The opinion of the court was delivered by: AVIS
The complaint in this case sets forth the making of an assessment for taxes based upon the possession of illicit liquor or, at least, the claimed interest of plaintiff in certain distilled spirits alleged to have been found on her farm; the making and execution of a distraint on the farm property; and the advertisement of the same for sale to satisfy the government lien. The complaint charges the illegality of the assessment and asks that the revenue collector and his deputy be permanently restrained from the collection of the claimed tax.
Application for temporary restraint was made soon after the filing of the complaint, and, after consideration thereof, I restrained the sale of the property until final hearing. The memorandum granting such restraint was filed March 12, 1940, and in it I discussed the reasons raised by the United States Attorney and disposed of questions of law in that memorandum.
The facts now proven show clearly that, although Mrs. Leonardi may have some small equity in the farm she owns, she cannot raise the money to pay the taxes, and the sale of the farm would take away her opportunity to support herself and her children. I am adhering to the law stated in the aforesaid memorandum as applicable to the facts brought out on final hearing. I still believe that plaintiff does not have an adequate remedy at law; that the Court is not precluded from entering judgment for plaintiff by reason of section 3224 of the Revised Statutes, 26 U.S.C.A.Int.Rev.Code, Sec. 3653(a), and that restraint may be granted as against the defendants named without requiring the United States to be made a party.

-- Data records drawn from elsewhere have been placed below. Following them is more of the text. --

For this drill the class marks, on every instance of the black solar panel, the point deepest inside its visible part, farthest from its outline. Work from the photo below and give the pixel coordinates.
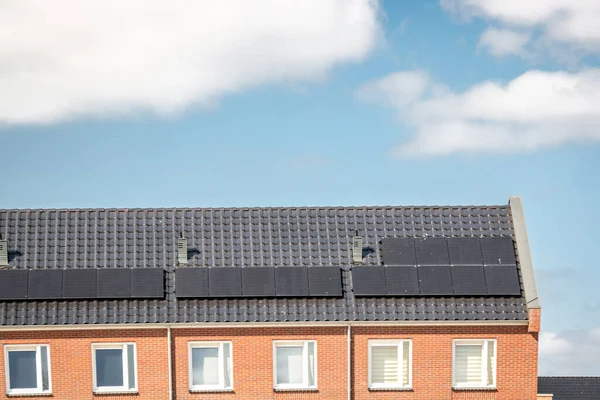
(502, 280)
(13, 284)
(468, 280)
(435, 281)
(191, 282)
(225, 282)
(465, 251)
(498, 250)
(432, 251)
(147, 283)
(369, 281)
(79, 283)
(398, 251)
(258, 282)
(45, 284)
(401, 281)
(324, 281)
(113, 283)
(291, 281)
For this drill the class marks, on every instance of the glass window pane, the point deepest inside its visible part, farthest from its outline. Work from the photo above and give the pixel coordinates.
(45, 375)
(109, 367)
(289, 365)
(205, 366)
(22, 369)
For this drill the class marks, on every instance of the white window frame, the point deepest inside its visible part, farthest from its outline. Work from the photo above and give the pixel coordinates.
(221, 386)
(38, 368)
(399, 343)
(484, 356)
(116, 389)
(295, 343)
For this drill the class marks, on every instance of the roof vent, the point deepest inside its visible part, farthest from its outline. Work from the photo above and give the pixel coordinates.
(3, 252)
(357, 249)
(182, 250)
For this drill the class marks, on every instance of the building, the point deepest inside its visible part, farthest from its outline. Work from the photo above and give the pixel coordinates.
(324, 303)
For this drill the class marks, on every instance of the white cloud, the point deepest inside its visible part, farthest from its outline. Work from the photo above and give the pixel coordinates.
(570, 353)
(504, 42)
(67, 58)
(570, 23)
(536, 110)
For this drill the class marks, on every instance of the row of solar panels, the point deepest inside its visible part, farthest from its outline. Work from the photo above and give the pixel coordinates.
(448, 251)
(458, 280)
(89, 284)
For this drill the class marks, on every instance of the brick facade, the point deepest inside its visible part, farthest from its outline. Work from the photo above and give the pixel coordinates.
(70, 353)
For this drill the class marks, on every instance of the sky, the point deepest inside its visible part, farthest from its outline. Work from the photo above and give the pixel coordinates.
(321, 102)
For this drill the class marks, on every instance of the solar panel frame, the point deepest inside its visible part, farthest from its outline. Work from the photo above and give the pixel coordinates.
(325, 281)
(369, 281)
(44, 284)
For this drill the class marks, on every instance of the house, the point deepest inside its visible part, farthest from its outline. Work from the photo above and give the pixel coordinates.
(569, 388)
(306, 303)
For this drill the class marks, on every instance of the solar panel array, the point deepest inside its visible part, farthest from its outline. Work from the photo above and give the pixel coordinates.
(227, 282)
(468, 266)
(88, 284)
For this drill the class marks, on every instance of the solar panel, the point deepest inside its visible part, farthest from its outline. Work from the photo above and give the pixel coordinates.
(147, 283)
(369, 281)
(435, 281)
(113, 283)
(225, 282)
(79, 283)
(432, 251)
(498, 250)
(13, 284)
(258, 282)
(401, 281)
(468, 280)
(325, 281)
(502, 280)
(398, 251)
(465, 251)
(44, 284)
(291, 281)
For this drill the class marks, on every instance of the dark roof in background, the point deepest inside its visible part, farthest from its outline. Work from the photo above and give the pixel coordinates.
(570, 387)
(313, 236)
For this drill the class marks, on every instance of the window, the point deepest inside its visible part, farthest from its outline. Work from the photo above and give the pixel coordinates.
(114, 367)
(295, 365)
(390, 364)
(27, 369)
(474, 363)
(210, 366)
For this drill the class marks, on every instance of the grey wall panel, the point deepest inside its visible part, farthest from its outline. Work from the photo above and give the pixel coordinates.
(258, 282)
(398, 251)
(465, 251)
(13, 284)
(468, 280)
(502, 280)
(435, 281)
(45, 284)
(368, 281)
(191, 282)
(432, 251)
(291, 281)
(113, 283)
(498, 250)
(225, 282)
(401, 281)
(325, 281)
(147, 283)
(79, 283)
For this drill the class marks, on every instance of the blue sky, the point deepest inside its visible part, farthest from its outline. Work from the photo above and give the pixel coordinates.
(310, 136)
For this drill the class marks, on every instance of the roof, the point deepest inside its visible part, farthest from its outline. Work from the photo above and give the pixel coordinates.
(570, 387)
(90, 238)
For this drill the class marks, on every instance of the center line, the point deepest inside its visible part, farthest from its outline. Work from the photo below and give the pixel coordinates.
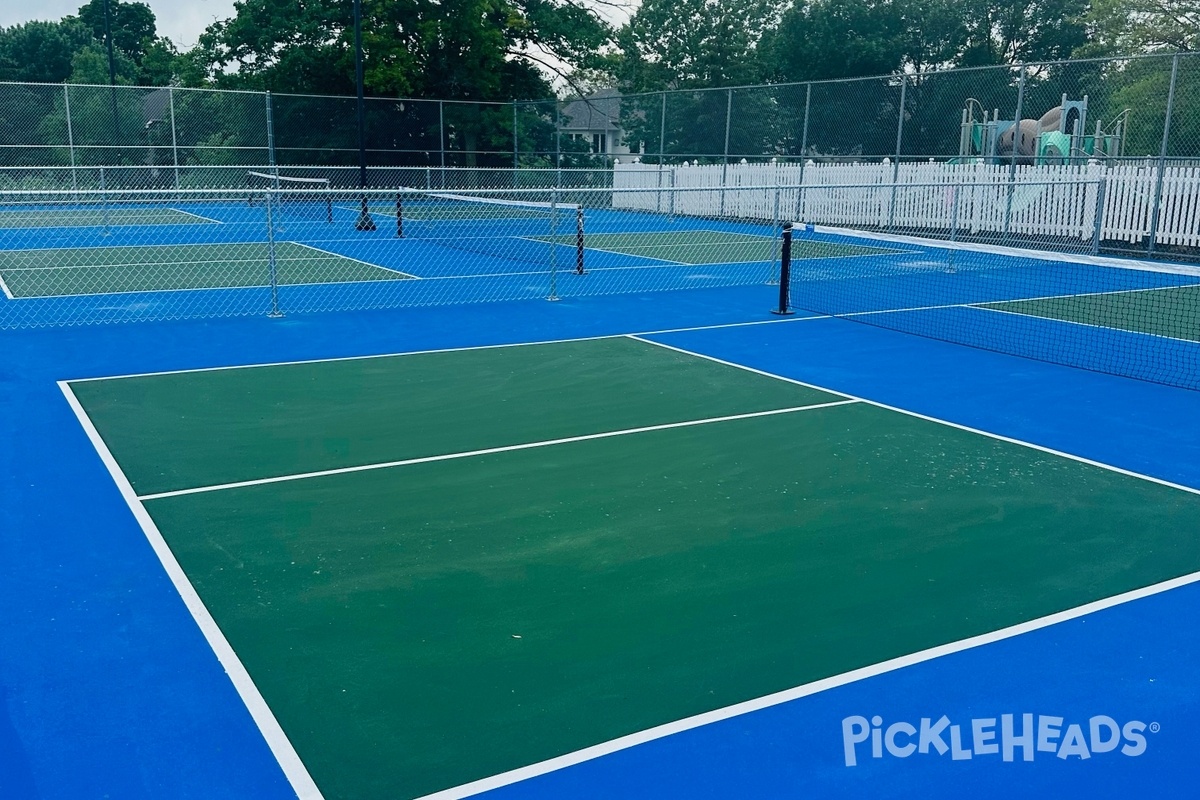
(471, 453)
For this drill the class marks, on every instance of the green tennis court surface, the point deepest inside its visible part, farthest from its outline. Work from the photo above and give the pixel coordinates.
(157, 268)
(97, 217)
(711, 246)
(419, 625)
(1173, 311)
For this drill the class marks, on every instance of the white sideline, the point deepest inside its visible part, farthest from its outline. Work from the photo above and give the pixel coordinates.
(276, 739)
(487, 451)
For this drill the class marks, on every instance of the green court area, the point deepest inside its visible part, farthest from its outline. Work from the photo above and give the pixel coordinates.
(442, 566)
(161, 268)
(712, 246)
(97, 217)
(1170, 311)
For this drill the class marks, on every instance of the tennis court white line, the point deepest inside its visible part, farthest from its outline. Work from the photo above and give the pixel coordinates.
(276, 739)
(489, 451)
(1086, 294)
(173, 246)
(805, 690)
(196, 215)
(1075, 322)
(233, 288)
(261, 259)
(378, 266)
(1017, 252)
(928, 419)
(774, 320)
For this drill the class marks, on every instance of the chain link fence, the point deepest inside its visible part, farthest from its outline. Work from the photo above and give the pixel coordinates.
(1095, 156)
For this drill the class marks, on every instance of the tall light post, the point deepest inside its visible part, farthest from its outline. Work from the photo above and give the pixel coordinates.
(112, 71)
(365, 221)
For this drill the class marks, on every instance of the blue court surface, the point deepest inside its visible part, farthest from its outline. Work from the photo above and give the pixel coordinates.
(996, 648)
(109, 687)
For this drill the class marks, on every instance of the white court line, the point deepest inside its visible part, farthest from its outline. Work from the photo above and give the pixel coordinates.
(1084, 294)
(195, 215)
(834, 681)
(261, 259)
(454, 349)
(231, 288)
(378, 266)
(1018, 252)
(1075, 322)
(276, 739)
(489, 451)
(786, 696)
(928, 419)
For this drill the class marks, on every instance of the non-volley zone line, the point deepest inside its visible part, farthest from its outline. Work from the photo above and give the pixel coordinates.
(357, 260)
(489, 451)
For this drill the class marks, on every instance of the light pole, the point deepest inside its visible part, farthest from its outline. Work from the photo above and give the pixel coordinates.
(365, 221)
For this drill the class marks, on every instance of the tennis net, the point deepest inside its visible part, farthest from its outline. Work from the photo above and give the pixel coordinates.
(311, 196)
(1137, 319)
(547, 234)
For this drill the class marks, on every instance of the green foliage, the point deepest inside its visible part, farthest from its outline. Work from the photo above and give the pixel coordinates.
(691, 43)
(468, 49)
(41, 52)
(829, 38)
(90, 65)
(132, 25)
(1144, 25)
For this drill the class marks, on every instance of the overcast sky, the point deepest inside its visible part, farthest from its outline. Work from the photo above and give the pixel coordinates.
(181, 20)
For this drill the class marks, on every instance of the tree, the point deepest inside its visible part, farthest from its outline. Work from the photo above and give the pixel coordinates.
(695, 43)
(41, 52)
(1145, 25)
(132, 25)
(469, 49)
(829, 38)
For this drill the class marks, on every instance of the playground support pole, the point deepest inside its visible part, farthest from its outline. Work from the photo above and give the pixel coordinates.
(895, 163)
(1162, 156)
(1012, 161)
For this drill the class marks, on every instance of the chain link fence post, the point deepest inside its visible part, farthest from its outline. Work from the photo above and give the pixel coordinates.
(725, 161)
(1012, 161)
(804, 152)
(270, 140)
(174, 139)
(66, 108)
(895, 163)
(1162, 156)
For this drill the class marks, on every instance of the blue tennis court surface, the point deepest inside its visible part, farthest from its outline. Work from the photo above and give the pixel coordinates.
(145, 655)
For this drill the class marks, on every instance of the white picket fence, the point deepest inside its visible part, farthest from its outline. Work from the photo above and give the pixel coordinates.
(1050, 202)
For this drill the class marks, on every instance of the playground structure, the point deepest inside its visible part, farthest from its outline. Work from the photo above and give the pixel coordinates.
(1059, 137)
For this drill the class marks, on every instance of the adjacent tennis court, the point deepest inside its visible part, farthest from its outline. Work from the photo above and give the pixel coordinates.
(166, 268)
(1170, 311)
(90, 216)
(445, 565)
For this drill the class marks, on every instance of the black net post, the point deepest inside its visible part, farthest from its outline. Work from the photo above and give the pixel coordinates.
(785, 272)
(579, 240)
(365, 221)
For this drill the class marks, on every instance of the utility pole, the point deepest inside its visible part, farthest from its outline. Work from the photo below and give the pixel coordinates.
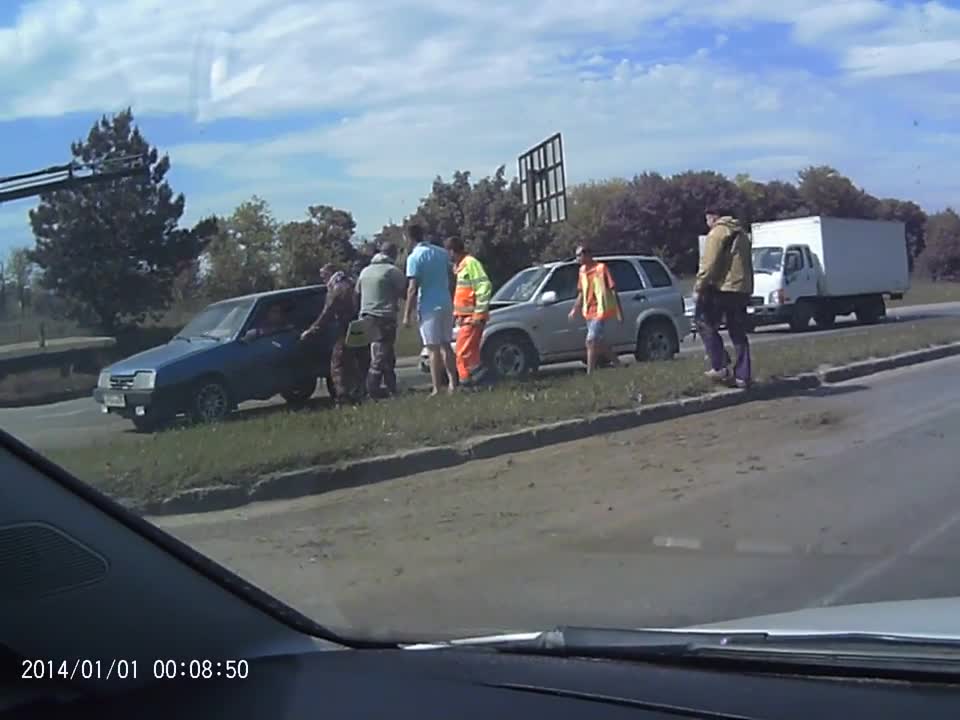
(73, 174)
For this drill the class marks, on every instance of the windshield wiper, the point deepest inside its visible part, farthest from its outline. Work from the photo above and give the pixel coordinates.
(618, 644)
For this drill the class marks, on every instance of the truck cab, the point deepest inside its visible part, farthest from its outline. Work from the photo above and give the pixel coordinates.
(782, 275)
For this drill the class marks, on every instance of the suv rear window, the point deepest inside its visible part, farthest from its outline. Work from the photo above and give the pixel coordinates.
(564, 282)
(624, 275)
(656, 273)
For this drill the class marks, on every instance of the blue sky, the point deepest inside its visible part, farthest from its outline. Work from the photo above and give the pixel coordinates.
(360, 104)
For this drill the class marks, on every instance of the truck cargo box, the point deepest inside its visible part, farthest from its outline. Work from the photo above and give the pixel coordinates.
(855, 257)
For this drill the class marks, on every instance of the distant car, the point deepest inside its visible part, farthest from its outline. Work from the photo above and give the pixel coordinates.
(528, 324)
(223, 357)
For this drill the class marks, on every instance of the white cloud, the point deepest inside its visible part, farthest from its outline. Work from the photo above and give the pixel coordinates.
(428, 86)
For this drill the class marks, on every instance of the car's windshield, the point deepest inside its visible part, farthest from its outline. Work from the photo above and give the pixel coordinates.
(220, 320)
(522, 286)
(463, 422)
(767, 259)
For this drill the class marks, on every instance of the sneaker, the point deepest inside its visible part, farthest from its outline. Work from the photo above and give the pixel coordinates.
(718, 376)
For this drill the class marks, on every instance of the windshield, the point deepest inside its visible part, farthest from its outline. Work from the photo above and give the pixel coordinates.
(418, 444)
(767, 260)
(220, 320)
(522, 286)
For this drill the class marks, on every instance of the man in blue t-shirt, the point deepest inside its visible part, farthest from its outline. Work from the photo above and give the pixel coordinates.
(429, 292)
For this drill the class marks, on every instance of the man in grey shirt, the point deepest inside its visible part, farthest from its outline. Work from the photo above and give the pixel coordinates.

They are clear -- Mrs. Leonardi owned a farm in Gloucester county, New Jersey; she rented a portion of it, including a building of some character, to some one who established an illicit still thereon upon the assertion that they expected to produce Javelle water for laundry purposes. She testified that she was to receive as rent $ 10 per week, and that she was not aware that a still had been erected on her place until it was seized by United States officers. She further stated that she was not in any manner interested in the use thereof.
The question involved pertains to whether Mrs. Leonardi was 'in any manner interested in the use of, any still, distillery, or distilling apparatus'. See 26 U.S.C.A. Int. Rev. Code, Sec. 2800(d). She denies that she was, and the only fact relied upon is that she rented the building and land for $ 10 per week and that she lived about 90 feet from the place where the still was erected and operated.
I think this is not enough to make her liable for the assessment.
An early case involving somewhat similar facts is that of United States v. Van Slyke, C.C., 28 Fed.Cas. page 363, No. 16,610, 8 Biss. 227, in which the judge charging the law to a jury, in effect, said that a lessor could not be held liable under a tax similarly levied; that in order to hold a person liable as being interested in the use of a still a direct interest in the business must be shown, and that knowledge by defendant that illicit spirits were being manufactured on the premises did not render him liable for a tax.
I am inclined to believe that that principle is somewhat conservative and is not a sufficiently liberal interpretation of the statute. However, so far as I have been able to discover, the only case modifying the principle therein stated is that of Dougherty v. Lewis, D.C., 28 F.Supp. 621, and in this later case the court sustained the tax by reason of the fact that the lessor was to receive as rent the sum of $ 125 per month, an amount greatly in excess of the actual value, and further that he was fully aware of the use to which his property was to be put and that he permitted such use despite its illegality. This decision was affirmed in 9 Cir., 155 F.2d 478.
The judgment will be for plaintiff restraining the defendants from proceeding with the sale and directing a cancellation of the lien filed.